Dear unforbidden lover,
I've stopped the lies,and convicing myself otherwise.
I know now what I feel, is real and unforgiving.
I know I am only a friend, and you have someone new.
Could I keep being your friend if you knew what I knew?
Dear forbidden lover,
I've learned to admire you from a distance for I know you are happy with someone who isn't me. Your a flirt, horrible in more ways than one, unstable, broken,.....lost. My brain knowing, I cannot take the risk, but to my heart you're all i've ever wanted.
I no longer wish, beg, or pray for I have tried far too many times, each time over come with dissapointment. Even if one day I have forgotten you, I will never forget this feeling......

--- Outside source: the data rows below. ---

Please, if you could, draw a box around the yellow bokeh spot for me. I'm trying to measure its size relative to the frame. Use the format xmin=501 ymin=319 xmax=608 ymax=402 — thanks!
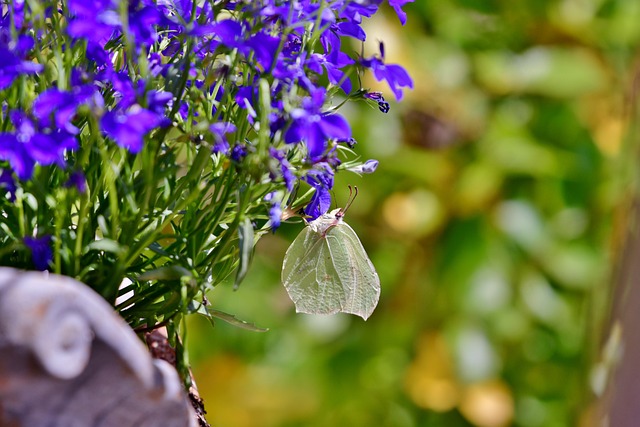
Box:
xmin=459 ymin=381 xmax=514 ymax=427
xmin=405 ymin=334 xmax=460 ymax=412
xmin=382 ymin=189 xmax=446 ymax=237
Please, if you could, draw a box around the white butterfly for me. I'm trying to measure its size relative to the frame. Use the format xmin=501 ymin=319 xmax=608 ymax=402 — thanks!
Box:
xmin=282 ymin=189 xmax=380 ymax=320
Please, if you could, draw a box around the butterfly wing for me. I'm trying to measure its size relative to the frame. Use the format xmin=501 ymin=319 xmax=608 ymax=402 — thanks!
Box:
xmin=282 ymin=227 xmax=346 ymax=314
xmin=282 ymin=223 xmax=380 ymax=320
xmin=326 ymin=223 xmax=380 ymax=320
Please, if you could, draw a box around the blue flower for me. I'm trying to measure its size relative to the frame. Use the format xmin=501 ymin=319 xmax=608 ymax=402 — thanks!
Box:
xmin=269 ymin=147 xmax=296 ymax=191
xmin=284 ymin=88 xmax=351 ymax=160
xmin=229 ymin=144 xmax=248 ymax=162
xmin=361 ymin=43 xmax=413 ymax=101
xmin=0 ymin=45 xmax=44 ymax=90
xmin=0 ymin=111 xmax=78 ymax=180
xmin=22 ymin=235 xmax=53 ymax=271
xmin=304 ymin=163 xmax=334 ymax=219
xmin=363 ymin=92 xmax=391 ymax=114
xmin=0 ymin=169 xmax=18 ymax=202
xmin=65 ymin=171 xmax=87 ymax=194
xmin=209 ymin=122 xmax=236 ymax=154
xmin=100 ymin=105 xmax=163 ymax=154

The feeling of helplessness, love, anger and the regret I will feel later on. Regret that I wasn't selfish enough to care about what I wanted, regret that I let it happen, regret that I let you walk away, regret that I never told you I felt that way. I'm glad we're just friends but sad thats all we'll ever be. I love that you're happy, hope thats all you'll ever need.

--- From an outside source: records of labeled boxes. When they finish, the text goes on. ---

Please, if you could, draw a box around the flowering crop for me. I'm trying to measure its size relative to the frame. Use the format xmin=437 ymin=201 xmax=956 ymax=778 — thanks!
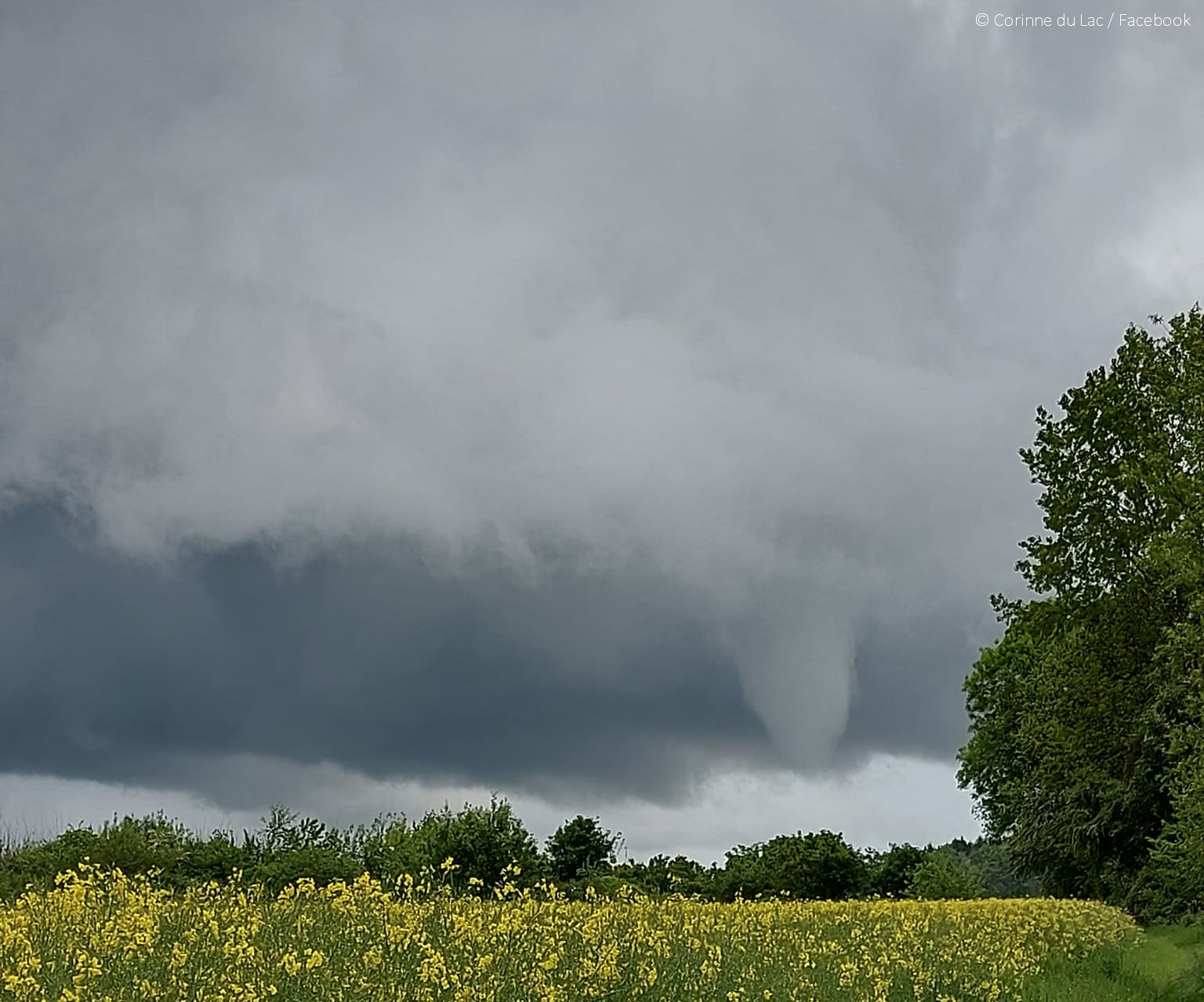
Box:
xmin=0 ymin=860 xmax=1139 ymax=1002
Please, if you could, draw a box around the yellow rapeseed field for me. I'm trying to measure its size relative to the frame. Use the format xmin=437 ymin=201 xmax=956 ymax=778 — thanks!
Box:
xmin=0 ymin=860 xmax=1139 ymax=1002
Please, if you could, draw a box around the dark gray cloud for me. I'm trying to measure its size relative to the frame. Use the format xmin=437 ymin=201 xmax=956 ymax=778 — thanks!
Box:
xmin=0 ymin=0 xmax=1204 ymax=823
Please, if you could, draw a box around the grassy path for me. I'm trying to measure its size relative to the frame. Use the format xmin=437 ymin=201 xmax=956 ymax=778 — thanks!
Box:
xmin=1024 ymin=926 xmax=1204 ymax=1002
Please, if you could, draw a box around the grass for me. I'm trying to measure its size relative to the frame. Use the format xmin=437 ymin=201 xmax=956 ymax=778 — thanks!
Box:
xmin=1024 ymin=925 xmax=1204 ymax=1002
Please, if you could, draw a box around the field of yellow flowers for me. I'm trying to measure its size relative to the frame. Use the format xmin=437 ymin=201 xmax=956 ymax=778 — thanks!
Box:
xmin=0 ymin=860 xmax=1139 ymax=1002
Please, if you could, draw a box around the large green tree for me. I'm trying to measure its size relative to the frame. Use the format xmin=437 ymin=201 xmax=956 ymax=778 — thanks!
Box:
xmin=959 ymin=306 xmax=1204 ymax=902
xmin=548 ymin=814 xmax=619 ymax=880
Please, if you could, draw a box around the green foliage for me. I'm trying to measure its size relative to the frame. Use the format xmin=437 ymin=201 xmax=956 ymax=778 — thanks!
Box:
xmin=548 ymin=814 xmax=619 ymax=880
xmin=1021 ymin=926 xmax=1204 ymax=1002
xmin=959 ymin=306 xmax=1204 ymax=914
xmin=908 ymin=848 xmax=986 ymax=901
xmin=867 ymin=843 xmax=926 ymax=897
xmin=719 ymin=831 xmax=868 ymax=901
xmin=406 ymin=796 xmax=546 ymax=892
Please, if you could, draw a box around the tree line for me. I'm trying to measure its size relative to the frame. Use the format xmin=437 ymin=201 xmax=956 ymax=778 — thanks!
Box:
xmin=0 ymin=796 xmax=1039 ymax=902
xmin=959 ymin=303 xmax=1204 ymax=920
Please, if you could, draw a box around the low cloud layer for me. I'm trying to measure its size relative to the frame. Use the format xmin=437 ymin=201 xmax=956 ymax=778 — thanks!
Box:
xmin=0 ymin=0 xmax=1204 ymax=807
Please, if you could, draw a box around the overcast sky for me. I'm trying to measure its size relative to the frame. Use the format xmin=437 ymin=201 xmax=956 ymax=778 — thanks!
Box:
xmin=0 ymin=0 xmax=1204 ymax=861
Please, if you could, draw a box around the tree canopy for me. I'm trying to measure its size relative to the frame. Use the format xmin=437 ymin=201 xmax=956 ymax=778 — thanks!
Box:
xmin=959 ymin=305 xmax=1204 ymax=913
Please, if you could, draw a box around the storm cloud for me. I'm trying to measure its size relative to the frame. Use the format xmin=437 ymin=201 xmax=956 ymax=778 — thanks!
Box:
xmin=0 ymin=0 xmax=1204 ymax=828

Keep me in your life thats all i've wanted, I'll be at your wedding sometime in the future, I admit it will be torture. As long as you're happy I will love you all the same. Please stay alive if not for me for him. Don't leave your story unwritten,
To my dearest forbidden goodbye......
Author Notes: I wrote this out of my own feelings at the time and now. I was confused with my sexuality, because I had a crush on the opposite gender. At the time they already had a partner and at first it didn't matter to me, but I soon give up. Though, I still continue to write them letters. There are more of the letters but I loved these two the most.